Reporting first quarter results in May, Wilh. Wilhelmsen Holding, half-owner of Wallenius Wilhelmsen Logistics, said it had seen a continued drop in shipping volumes and a less favorable cargo mix, and expressed concern about “development within the high and heavy segment.”
Overhanging the industry is an inquiry by competition authorities in Japan, Europe, Canada and the United States to ascertain whether there is evidence of any legal infringement related to possible price cooperation between carriers and allocation of customers.
Wilh. Wilhelmsen noted last year the mere fact that investigators asked for information “does not mean that the companies have engaged in anti-competitive behavior.”
Interestingly, however, the South American carrier CSAV, which operates pure car truck carriers (PCTCs) as well as containerships, said when it reported its first quarter results that “in connection with investigation proceedings for infringement of antitrust laws in the car carrier business” its board of directors had decided to “make a provision of $40 million for the potential costs that the company may be liable to pay in the future as a result of these proceedings, based on the volume of the car carrier business in the different traffics that the company has operated at a global level.”
CSAV is a relatively small player in the car carrier business, not even included in a list of the 10 largest operators of PCTCs on the Website of the shipping information service Dynamar.

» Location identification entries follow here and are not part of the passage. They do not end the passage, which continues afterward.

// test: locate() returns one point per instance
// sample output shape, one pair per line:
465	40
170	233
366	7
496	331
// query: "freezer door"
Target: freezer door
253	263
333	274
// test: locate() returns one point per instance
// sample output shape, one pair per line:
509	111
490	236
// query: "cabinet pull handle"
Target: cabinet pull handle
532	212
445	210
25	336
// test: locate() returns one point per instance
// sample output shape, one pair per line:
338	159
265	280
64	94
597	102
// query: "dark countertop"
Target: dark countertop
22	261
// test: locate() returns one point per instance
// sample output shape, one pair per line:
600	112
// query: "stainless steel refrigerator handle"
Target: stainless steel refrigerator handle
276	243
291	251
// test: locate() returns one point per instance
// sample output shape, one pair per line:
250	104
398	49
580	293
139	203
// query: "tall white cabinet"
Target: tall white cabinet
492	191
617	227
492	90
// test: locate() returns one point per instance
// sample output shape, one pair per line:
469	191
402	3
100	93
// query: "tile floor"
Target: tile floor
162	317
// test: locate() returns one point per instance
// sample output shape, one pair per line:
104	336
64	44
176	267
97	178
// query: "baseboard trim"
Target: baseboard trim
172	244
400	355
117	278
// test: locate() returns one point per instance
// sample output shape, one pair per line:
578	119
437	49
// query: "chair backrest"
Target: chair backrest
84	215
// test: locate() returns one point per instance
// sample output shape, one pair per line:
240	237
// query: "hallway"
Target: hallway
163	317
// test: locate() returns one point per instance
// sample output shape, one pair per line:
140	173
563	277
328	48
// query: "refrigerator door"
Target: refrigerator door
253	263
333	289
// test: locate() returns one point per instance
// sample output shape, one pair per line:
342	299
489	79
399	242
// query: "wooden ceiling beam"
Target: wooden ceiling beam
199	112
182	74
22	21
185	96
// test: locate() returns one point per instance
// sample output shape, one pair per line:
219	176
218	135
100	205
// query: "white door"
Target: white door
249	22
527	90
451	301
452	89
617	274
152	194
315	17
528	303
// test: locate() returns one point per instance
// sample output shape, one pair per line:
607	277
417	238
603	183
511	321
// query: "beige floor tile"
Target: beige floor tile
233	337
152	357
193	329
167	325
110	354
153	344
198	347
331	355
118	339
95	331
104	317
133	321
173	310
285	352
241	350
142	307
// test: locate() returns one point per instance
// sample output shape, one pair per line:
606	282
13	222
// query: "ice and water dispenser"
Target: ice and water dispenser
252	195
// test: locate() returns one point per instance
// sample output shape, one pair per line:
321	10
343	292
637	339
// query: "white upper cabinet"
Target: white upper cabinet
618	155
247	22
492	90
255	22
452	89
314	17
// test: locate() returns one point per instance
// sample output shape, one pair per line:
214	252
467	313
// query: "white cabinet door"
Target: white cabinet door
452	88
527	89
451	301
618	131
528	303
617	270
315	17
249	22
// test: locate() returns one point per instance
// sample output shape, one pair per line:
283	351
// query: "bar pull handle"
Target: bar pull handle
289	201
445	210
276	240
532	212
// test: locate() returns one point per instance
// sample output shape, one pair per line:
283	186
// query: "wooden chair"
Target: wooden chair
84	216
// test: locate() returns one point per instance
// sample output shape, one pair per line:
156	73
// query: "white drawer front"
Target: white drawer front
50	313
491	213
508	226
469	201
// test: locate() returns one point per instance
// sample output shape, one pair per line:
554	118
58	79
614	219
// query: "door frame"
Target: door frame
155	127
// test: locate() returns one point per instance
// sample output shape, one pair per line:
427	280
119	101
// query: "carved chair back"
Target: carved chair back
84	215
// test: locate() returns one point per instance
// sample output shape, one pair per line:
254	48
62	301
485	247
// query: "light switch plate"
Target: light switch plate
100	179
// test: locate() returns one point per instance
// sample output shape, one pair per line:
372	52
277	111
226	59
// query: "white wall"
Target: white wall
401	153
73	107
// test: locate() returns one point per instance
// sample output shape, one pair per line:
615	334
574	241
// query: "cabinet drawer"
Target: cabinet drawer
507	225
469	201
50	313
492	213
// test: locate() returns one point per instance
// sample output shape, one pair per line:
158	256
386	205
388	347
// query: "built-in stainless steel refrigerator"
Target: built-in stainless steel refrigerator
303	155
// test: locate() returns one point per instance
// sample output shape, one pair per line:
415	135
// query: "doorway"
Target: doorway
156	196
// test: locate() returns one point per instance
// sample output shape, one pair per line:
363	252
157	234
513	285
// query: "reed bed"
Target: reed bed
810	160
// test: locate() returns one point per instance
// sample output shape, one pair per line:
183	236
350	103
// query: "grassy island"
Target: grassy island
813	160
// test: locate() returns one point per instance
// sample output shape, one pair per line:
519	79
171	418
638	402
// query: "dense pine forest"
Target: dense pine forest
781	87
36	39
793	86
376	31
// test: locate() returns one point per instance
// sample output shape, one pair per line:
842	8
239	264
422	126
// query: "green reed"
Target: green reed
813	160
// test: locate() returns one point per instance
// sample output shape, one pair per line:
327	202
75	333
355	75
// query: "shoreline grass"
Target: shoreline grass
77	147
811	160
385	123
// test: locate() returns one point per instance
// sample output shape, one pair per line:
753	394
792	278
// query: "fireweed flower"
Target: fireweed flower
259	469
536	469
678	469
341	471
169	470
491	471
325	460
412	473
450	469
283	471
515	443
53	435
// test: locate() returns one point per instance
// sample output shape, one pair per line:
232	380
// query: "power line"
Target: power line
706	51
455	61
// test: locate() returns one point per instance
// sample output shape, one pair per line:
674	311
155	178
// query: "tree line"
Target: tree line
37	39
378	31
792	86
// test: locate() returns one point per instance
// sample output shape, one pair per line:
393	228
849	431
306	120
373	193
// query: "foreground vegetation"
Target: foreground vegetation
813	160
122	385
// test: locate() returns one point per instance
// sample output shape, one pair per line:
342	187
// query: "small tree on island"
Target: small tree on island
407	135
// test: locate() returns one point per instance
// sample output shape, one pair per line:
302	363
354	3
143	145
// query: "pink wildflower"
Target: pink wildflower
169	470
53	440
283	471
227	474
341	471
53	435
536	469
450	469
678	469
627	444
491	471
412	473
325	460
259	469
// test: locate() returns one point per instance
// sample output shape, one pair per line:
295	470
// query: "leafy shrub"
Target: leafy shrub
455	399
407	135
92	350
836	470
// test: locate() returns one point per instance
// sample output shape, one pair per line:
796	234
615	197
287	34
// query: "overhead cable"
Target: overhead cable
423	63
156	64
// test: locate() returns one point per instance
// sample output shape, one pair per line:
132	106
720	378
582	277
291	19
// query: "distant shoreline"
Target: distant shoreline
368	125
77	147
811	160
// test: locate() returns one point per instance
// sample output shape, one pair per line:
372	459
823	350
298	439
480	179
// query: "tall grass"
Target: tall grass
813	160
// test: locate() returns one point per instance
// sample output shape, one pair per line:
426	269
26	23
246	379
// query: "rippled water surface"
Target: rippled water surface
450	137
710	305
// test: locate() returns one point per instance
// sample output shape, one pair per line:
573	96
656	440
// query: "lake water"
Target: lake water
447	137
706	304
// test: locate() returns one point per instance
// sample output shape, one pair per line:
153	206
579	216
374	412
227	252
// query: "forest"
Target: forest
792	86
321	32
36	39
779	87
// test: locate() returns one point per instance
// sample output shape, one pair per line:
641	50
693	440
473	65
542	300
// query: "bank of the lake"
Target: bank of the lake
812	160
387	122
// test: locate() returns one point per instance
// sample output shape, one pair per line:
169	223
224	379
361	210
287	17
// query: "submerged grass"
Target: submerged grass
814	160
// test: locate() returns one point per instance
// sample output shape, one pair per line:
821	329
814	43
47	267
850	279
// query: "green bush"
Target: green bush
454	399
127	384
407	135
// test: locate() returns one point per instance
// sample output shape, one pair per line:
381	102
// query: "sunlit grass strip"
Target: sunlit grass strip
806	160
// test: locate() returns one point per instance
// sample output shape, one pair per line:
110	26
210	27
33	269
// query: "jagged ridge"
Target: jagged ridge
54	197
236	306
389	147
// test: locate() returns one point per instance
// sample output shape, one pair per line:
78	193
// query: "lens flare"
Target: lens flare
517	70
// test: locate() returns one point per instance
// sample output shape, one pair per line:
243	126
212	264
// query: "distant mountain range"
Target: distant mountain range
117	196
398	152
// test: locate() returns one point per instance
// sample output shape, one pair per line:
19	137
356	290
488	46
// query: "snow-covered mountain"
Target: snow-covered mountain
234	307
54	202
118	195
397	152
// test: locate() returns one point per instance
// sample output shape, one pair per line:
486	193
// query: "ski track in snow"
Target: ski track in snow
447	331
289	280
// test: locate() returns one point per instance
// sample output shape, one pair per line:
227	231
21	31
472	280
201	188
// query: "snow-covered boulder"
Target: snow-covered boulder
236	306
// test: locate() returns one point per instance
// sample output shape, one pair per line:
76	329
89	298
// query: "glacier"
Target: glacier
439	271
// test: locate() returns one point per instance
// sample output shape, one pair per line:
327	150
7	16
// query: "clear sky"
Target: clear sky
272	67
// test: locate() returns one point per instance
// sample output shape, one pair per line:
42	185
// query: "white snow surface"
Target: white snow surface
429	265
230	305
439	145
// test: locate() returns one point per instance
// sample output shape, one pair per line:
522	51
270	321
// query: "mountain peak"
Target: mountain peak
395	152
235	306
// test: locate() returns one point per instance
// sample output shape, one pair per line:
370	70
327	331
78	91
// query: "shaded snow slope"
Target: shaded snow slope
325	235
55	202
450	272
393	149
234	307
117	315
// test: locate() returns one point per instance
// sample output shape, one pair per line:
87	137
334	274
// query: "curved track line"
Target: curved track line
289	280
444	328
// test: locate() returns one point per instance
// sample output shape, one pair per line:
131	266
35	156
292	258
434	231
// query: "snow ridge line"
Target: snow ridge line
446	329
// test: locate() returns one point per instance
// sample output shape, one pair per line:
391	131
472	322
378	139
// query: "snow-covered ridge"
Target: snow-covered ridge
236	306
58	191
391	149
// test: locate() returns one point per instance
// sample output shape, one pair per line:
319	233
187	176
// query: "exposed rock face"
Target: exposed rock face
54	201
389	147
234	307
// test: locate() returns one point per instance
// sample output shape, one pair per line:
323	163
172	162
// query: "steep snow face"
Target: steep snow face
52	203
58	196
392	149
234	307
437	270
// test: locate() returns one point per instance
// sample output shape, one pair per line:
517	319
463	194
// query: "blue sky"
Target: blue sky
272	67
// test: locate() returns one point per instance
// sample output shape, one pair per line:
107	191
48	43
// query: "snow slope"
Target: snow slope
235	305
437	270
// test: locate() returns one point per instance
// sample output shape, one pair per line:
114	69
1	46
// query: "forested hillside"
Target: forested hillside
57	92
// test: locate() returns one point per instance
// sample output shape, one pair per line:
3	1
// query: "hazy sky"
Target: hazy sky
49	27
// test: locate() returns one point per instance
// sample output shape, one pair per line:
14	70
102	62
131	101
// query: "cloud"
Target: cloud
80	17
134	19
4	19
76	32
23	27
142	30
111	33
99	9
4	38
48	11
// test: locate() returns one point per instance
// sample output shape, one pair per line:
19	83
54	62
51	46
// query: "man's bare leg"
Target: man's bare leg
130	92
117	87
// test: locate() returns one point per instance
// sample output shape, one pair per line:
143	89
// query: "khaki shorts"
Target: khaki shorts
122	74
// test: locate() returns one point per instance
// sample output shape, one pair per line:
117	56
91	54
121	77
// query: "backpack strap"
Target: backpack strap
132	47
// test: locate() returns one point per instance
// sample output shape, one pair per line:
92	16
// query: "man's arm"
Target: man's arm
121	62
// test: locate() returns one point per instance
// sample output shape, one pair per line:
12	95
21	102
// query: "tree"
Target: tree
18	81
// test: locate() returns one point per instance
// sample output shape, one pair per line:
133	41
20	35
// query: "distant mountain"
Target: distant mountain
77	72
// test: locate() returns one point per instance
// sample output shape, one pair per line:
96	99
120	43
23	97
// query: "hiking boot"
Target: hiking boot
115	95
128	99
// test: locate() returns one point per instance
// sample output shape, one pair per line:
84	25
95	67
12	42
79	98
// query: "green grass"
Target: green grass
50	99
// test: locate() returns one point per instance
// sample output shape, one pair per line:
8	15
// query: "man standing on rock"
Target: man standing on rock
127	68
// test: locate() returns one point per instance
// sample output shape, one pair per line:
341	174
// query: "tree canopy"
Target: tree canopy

In May, the law firm Susman Godfrey filed a class action lawsuit in U.S. District Court in Jacksonville, Fla., on behalf of consumers against CSAV, Wallenius Wilhelmsen and various affiliated companies including Eukor, as well as the Japanese carriers NYK, MOL, “K” Line, and the shipping arms of Nissan and Toyota, alleging they “participated in a combination and conspiracy to suppress and eliminate competition in the vehicle carrier services market by agreeing to fix, stabilize and maintain the prices of, vehicle carrier services sold to vehicle manufacturers and others in the United States.”
Warren Burns, Susman Godfrey partner and lead attorney on the case, told American Shipper the suit is being filed on behalf of consumers who purchased new cars or leased them where the price included a shipping charge.
He noted his firm has a long history of filing such suits, “vindicating consumer rights through antitrust class actions where we have a chance to claw back overcharges and return them to our clients.”
Burns said the cost of automobile shipping began to rise sharply about five years ago and economists to whom his firm has spoken “are saying, even taking into account rising oil costs, you can’t explain the dramatic increases we see beginning in 2008.”
Burns added that he expects similar suits may be filed by other firms in different courts, which will probably result in this going into a multi-district litigation posture where his firm would seek to get the cases consolidated.